The setback of 1851 towards Imperialism gave new proof of the unripeness of the proletarian aspirations of that time. But it was itself destined to create the conditions under which they must ripen. Internal peace secured the full development of the new industrial life; the necessity of keeping the army busy and of turning the revolutionary activities away from home engendered wars in which Bonaparte, under the pretense of giving effect to the "nationality principle," sought to rake up annexations to France. His imitator, Bismarck, adopted the same policy for Prussia ; he played his political grab-game, his revolution from the top, in 1866 against the German confederation and Austria, and not less against the recalcitrant Chamber of Deputies in Prussia. But Europe was too small for two Bonapartes, and so the irony of history would have it that Bismarck should overthrow Bonaparte and that King William should restore not only the small German empire, but also the French Republic. The general result, however, was this, that in Europe the autonomy and inner unity of the large nations, with the exception of Poland, had become a reality ; true, it was only within relatively modest limits, but yet far enough so that the developing process of the working class was no longer materially hindered by national complications. The gravediggers of the revolution of 1848 had become executors of its will; and beside them arose the proletariat, the heir of 1848, already threatening, in the new International.

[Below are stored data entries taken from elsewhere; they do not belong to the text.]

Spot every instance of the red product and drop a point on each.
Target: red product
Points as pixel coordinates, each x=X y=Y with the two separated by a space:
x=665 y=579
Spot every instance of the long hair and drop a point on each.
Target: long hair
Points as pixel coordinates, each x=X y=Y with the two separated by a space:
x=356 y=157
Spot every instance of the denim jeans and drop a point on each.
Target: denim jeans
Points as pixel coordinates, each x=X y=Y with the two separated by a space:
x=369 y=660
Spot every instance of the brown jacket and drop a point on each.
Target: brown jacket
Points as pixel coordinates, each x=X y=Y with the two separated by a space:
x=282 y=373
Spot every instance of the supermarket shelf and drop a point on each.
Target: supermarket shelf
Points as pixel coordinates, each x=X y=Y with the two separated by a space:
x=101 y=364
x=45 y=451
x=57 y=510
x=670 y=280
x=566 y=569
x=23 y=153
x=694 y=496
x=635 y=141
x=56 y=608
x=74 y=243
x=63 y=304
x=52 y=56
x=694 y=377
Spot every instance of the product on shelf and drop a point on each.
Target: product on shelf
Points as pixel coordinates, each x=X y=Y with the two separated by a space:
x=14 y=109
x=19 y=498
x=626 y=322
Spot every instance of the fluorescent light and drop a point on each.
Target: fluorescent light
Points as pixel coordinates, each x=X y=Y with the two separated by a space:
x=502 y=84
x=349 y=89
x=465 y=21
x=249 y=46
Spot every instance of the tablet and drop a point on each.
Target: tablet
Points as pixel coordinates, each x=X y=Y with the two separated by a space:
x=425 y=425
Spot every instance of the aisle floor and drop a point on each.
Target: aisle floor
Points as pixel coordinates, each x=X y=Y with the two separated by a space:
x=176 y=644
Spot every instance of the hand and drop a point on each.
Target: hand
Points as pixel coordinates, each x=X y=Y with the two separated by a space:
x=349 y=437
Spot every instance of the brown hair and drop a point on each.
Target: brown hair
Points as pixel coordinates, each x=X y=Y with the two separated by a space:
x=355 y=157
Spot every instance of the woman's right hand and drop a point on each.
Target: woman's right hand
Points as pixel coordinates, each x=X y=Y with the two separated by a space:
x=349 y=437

After the war of 1870-1871, Bonaparte disappears from the stage and Bismarck's mission is completed, so that he can now subside again to the level of an ordinary country squire. But the closing act of this period is formed by the Paris Commune. A treacherous attempt by Thiers to steal the cannons of the Paris National Guard called forth a successful revolt. It was again demonstrated that in Paris no other revolution is possible any more, except a proletarian one. After the victory the leadership fell uncontested into the lap of the working class, just as a matter of course. And again it was shown how impossible it was even then, twenty years after the former effort, for the leadership of the working class to be successful. On one hand France left Paris in the lurch and stood by looking on while it was bleeding under the bullets of McMahon; on the other hand the Commune wasted its strength in a barren quarrel of the two disagreeing factions, the Blanquists, who formed the majority, and the Proudhonists, who formed the minority, neither of which knew what to do. The victory of 1871, which came as a gift, proved just as barren as the forcible overthrow of 1848.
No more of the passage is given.